High-performance hydrogen evolution reaction (HER) catalysts are compelling for the conversion of renewable electricity to fuels and feedstocks. The best HER catalysts rely on the use of platinum and show the highest performance in acidic media. Efficient HER catalysts based on inexpensive and Earth-abundant elements that operate in neutral (hence biocompatible) media could enable low-cost direct seawater splitting and the realization of bio-upgraded chemical fuels. In the challenging neutral-pH environment, water splitting is a multistep reaction.

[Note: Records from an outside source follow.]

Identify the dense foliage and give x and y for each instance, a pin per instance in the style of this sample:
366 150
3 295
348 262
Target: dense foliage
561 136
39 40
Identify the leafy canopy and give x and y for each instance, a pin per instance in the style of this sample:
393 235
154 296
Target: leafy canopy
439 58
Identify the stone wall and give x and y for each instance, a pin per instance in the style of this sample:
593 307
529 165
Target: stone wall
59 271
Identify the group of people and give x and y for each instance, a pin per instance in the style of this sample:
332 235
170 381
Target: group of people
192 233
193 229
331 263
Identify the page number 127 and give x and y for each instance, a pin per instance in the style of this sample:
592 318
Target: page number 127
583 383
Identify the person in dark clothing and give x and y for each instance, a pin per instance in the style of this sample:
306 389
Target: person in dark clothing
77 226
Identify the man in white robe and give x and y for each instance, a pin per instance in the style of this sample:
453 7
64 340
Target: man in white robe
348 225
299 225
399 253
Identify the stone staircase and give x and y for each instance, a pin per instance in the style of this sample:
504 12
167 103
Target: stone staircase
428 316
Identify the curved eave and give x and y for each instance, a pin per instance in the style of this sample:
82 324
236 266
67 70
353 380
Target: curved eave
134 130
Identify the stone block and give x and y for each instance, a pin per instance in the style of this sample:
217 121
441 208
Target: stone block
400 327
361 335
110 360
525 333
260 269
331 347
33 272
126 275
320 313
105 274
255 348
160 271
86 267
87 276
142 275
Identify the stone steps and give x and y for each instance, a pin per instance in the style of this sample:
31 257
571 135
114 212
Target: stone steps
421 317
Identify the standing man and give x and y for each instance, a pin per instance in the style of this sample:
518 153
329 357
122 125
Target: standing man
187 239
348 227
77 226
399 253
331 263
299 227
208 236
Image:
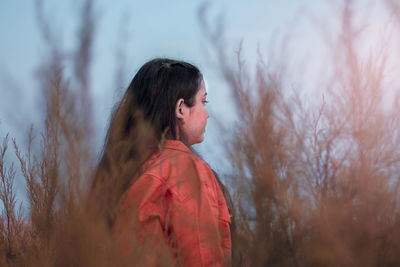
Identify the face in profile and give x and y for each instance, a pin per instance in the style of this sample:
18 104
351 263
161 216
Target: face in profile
194 119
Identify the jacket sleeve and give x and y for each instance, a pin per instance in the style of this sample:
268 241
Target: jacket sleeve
140 223
194 215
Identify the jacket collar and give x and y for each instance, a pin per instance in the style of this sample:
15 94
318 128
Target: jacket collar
176 145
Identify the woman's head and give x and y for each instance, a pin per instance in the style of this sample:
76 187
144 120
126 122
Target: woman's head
166 91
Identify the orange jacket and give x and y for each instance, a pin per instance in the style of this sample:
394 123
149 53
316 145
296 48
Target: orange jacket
178 206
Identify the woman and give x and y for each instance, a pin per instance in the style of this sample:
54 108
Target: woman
168 199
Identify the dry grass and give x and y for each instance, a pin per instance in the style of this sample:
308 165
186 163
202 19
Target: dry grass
313 185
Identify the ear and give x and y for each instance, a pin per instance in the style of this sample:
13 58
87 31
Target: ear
180 109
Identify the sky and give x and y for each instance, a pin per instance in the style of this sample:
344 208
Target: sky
143 30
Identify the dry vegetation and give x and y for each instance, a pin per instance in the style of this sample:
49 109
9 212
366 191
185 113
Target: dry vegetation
314 185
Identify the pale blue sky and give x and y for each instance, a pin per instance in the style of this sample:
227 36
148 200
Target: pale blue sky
157 28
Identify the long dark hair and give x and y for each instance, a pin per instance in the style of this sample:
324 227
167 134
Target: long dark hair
144 116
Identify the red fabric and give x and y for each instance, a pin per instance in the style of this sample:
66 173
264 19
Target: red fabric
177 201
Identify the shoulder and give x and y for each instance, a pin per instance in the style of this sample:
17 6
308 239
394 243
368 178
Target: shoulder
173 159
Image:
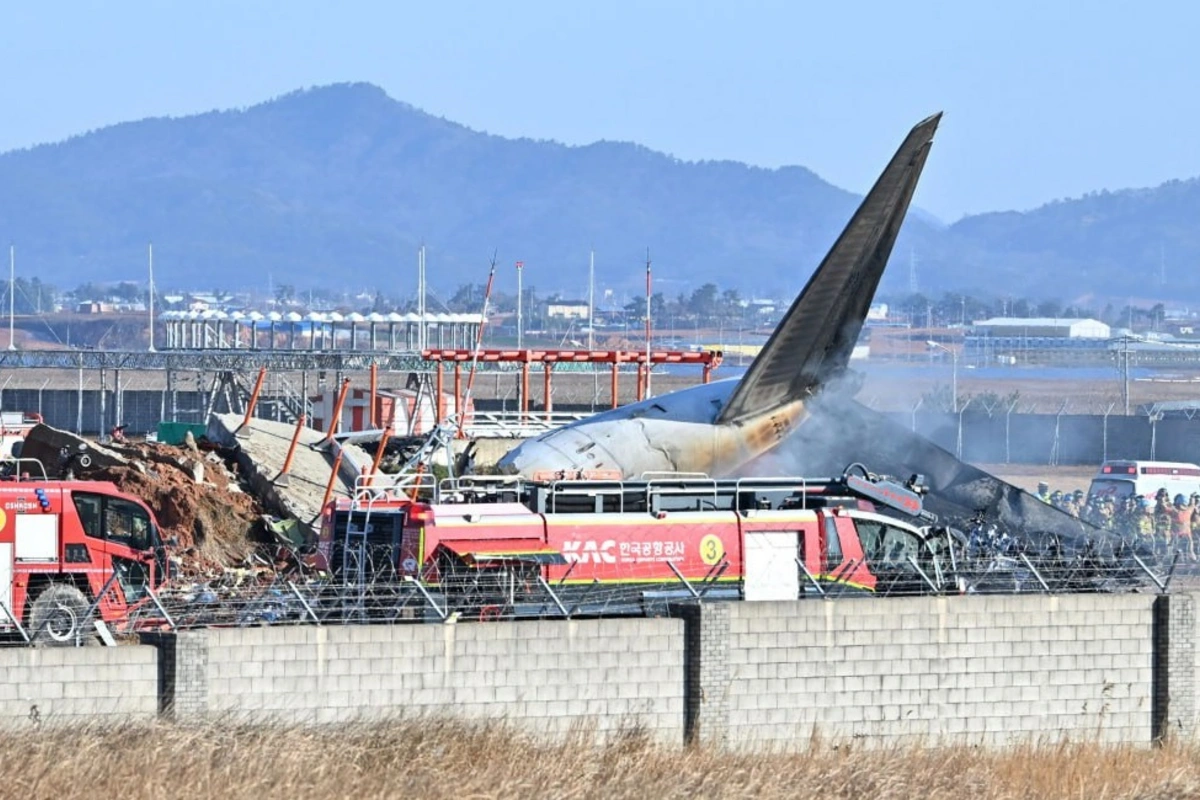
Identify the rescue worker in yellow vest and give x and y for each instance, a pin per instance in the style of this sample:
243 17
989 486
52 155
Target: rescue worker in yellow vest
1195 527
1144 522
1181 527
1162 523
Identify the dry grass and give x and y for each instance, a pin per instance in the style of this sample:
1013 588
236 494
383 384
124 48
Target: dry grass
491 761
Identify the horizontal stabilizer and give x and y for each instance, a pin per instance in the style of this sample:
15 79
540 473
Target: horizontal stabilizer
811 346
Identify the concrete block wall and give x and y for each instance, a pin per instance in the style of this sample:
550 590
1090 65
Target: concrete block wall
990 669
72 685
544 675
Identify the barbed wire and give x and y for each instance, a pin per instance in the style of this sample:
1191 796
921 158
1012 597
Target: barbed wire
370 590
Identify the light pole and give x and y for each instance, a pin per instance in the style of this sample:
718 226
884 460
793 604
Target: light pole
954 373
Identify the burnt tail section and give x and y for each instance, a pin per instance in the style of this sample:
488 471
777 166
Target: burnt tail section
813 343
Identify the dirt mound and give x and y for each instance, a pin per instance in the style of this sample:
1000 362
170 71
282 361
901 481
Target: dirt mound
196 498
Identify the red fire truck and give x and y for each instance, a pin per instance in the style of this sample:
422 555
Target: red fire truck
508 547
72 552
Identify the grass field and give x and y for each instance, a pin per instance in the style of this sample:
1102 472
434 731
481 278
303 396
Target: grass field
439 759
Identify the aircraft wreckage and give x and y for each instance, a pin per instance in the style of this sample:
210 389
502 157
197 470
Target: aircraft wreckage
793 411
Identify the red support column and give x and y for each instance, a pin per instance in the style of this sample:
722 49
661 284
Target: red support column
525 385
337 410
616 364
438 403
457 389
373 410
283 479
333 480
253 396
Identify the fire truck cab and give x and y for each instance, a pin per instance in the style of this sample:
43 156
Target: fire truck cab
72 552
504 546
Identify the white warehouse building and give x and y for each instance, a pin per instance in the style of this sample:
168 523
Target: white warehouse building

Here we present a HER catalyst comprising Ni and CrOx sites doped onto a Cu surface that operates efficiently in neutral media. The Ni and CrOx sites have strong binding energies for hydrogen and hydroxyl groups, respectively, which accelerates water dissociation, whereas the Cu has a weak hydrogen binding energy, promoting hydride coupling. The resulting catalyst exhibits a 48 mV overpotential at a current density of 10 mA cm−2 in a pH 7 buffer electrolyte. These findings suggest design principles for inexpensive, efficient and biocompatible catalytic systems. Integrating electrocatalytic H2 production with biological H2-fed systems for CO2 upgrading requires H2 generation to occur in biocompatible media—typically with neutral pH. Here, the authors design multi-site H2 evolution catalysts that minimize the water dissociation barrier and promote hydride coupling in neutral media.